Vieillard assis, la tête reposant sur sa main droite, le coude appuyé contre une boîte tressée et tenant dans sa main gauche un gros sac sur lequel sont gravés des nuages et des montagnes. Un jeune garçon grimpé derrière lui enroule sa barbe sur son crâne.
Les deux personnages sont vétus de riches kimonos finement brodés de motifs floraux colorisés. Le viel homme, qui tient une gourde dans sa main droite, semble méditer sur les vapeurs de l'alcool tandis que son petit fils en profite pour le taquiner.
Le mot se décompose étymologiquement en ne, racine, et tsuke, attacher.
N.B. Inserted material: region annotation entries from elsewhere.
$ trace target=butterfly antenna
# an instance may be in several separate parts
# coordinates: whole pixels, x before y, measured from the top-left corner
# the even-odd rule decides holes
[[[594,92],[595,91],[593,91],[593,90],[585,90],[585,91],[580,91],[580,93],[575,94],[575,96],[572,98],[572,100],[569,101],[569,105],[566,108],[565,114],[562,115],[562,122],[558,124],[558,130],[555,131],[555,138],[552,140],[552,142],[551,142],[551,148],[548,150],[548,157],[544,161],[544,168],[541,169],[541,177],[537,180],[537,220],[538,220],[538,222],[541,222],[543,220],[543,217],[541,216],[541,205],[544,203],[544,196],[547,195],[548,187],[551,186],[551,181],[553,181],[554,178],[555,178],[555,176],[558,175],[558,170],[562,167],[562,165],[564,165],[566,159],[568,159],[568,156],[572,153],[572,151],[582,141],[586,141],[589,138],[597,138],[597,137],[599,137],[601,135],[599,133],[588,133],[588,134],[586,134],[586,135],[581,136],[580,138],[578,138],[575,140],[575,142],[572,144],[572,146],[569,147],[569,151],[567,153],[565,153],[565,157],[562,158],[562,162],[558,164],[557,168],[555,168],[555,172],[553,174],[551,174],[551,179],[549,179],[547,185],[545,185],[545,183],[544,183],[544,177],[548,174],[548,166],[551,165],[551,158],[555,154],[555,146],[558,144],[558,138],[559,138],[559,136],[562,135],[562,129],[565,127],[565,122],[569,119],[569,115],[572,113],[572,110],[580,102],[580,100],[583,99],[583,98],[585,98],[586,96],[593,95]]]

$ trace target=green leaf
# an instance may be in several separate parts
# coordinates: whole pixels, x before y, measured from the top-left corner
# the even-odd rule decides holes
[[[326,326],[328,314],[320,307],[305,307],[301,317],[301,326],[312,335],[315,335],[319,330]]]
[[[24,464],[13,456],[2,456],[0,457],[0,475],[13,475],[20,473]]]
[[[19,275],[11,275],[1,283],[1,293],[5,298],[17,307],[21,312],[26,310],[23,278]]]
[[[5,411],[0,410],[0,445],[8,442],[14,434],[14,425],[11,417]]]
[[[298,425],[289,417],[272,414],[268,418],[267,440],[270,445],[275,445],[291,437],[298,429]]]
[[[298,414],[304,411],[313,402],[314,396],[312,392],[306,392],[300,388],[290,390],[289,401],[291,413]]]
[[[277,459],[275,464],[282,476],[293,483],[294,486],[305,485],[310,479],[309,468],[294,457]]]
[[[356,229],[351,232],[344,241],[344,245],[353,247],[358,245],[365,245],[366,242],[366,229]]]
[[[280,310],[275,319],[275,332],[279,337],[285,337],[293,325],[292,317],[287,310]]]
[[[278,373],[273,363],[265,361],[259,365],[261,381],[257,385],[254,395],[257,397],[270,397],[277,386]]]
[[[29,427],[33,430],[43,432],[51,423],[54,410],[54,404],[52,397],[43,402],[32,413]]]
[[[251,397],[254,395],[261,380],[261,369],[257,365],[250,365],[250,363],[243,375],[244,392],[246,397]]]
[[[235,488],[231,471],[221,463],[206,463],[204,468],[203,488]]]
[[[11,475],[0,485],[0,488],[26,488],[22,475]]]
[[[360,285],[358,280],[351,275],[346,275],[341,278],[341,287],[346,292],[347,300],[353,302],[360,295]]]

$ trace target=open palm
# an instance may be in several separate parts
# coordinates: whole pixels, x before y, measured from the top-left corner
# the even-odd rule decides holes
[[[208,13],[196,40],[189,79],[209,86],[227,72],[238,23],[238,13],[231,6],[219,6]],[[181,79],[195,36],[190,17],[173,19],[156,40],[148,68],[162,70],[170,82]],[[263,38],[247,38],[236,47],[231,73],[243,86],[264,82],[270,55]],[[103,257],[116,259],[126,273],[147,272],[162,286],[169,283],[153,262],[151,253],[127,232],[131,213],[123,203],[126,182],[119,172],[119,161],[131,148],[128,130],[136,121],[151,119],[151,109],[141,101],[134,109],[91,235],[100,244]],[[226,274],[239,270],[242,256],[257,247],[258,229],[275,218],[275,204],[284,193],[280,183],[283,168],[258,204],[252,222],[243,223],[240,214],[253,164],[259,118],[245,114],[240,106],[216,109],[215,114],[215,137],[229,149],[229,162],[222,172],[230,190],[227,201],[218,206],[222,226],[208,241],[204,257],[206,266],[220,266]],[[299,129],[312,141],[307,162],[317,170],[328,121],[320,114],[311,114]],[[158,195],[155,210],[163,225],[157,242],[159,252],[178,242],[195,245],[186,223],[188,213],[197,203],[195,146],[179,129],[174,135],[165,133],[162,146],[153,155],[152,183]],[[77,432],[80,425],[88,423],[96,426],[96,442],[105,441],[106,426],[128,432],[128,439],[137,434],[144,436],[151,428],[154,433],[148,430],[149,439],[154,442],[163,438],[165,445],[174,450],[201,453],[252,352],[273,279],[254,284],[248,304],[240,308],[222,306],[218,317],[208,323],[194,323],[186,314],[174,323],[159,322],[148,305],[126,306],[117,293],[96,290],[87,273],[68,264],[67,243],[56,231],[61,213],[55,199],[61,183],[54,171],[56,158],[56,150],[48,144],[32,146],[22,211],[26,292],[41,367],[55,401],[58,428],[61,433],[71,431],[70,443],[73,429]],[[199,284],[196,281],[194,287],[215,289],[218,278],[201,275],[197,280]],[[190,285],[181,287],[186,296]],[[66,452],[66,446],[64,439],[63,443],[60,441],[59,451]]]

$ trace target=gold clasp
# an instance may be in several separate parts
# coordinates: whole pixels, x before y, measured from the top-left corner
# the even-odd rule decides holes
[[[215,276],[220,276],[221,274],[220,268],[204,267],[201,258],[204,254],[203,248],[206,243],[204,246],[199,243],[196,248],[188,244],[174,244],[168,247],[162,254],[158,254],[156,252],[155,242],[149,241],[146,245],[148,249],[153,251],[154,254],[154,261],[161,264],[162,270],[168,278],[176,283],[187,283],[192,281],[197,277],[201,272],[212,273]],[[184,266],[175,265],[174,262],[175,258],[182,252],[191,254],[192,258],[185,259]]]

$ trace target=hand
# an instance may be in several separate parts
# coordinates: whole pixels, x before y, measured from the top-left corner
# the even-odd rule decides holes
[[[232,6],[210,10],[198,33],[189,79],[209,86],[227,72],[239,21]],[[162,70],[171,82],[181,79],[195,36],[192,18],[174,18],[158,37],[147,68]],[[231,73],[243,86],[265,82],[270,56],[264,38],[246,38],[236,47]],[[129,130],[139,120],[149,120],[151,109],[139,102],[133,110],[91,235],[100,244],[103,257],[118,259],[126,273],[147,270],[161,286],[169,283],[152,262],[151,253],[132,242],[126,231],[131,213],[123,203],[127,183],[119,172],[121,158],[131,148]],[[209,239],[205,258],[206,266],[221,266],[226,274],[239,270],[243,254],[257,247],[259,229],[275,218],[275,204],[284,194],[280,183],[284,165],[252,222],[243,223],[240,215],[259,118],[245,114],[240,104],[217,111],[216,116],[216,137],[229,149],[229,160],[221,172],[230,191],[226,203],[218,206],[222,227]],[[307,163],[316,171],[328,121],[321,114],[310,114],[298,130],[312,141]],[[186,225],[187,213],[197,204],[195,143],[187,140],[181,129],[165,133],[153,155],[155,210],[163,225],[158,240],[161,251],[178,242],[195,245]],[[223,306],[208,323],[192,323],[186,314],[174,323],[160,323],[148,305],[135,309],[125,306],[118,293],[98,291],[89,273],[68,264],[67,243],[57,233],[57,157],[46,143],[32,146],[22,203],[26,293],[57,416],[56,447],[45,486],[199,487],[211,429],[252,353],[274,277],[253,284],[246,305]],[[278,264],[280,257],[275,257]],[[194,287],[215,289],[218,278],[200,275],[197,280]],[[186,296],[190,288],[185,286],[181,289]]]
Le netsuké est un objet traditionnel d’origine japonaise, sorte d’arrêtoir servant autrefois à porter les 'sagemono', étuis suspendus à la ceinture (obi) qui maintenait le kimono dépourvu de poches. Le netsuké est fixé à une cordelette (himo) par les himotoshi (petits trous) et se coince dans la ceinture ; à l’autre extrémité de la cordelette sont attachés les sagemono contenant le matériel pour écrire (yatate), la bourse, l'étui à pipe (kiseru-zutsu), ou la boîte à médicaments ou à sceaux (inrô).
De nombreux matériaux sont utilisés pour la réalisation des netsuke : le bois (buis, ébène, cyprès, cerisier...), l'ivoire (éléphant, cachalot, morse), l'os.
Chaque Netsuke est une oeuvre d'art, où l’on trouve symbolisme, humour, et vie quotidienne.
Ici, nous avons un netsuké en 'katabori' ou ronde-bosse. On distingue les deux 'himotoshi' dans la base, ainsi qu'une signature. On distingue également la ligne d'Owen, veine caractéristique de l'ivoire, dans le sens longitudinal, à plusieurs endroits: sur les mains du vieillard, la gourde, son visage, sur le sac et la jambe droite de l'enfant.